3 Sum Smaller
Given an array of n integers nums and a target, find the number of index triplets i, j, k with 0 <= i < j < k < n that satisfy the condition nums[i] + nums[j] + nums[k] < target.
For example, given nums = [-2, 0, 1, 3], and target = 2.
Return 2. Because there are two triplets which sums are less than 2:
[-2, 0, 1]
[-2, 0, 3]
Follow up:
Could you solve it in O(n2) runtime?
Keep each two sum in the array, and use one loop to find sum which is smaller than target.
for i from 0 -> n - 1
for j from i + 1 -> n
map -> a[i] + a[j]
for map from 0 -> n
for k from 0 -> n
if map + k < target && k is not in map
counter ++
Sort, Two pointer This is O(n^3), not efficiency.

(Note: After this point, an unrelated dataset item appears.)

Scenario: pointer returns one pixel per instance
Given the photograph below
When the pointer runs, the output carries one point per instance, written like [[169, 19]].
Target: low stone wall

public int threeSumSmaller(int[] nums, int target) {
if(nums.length < 3) return 0;
Arrays.sort(nums);
int counter = 0;
for(int i = 0 ; i < nums.length - 2; i++){
int b = i + 1, e = i + 2;
while(b < nums.length - 1){
if(e < nums.length && nums[i] + nums[b] + nums[e] < target){
e ++;
counter ++;
continue;
}
e = ++ b + 1;
}
}
return counter;
}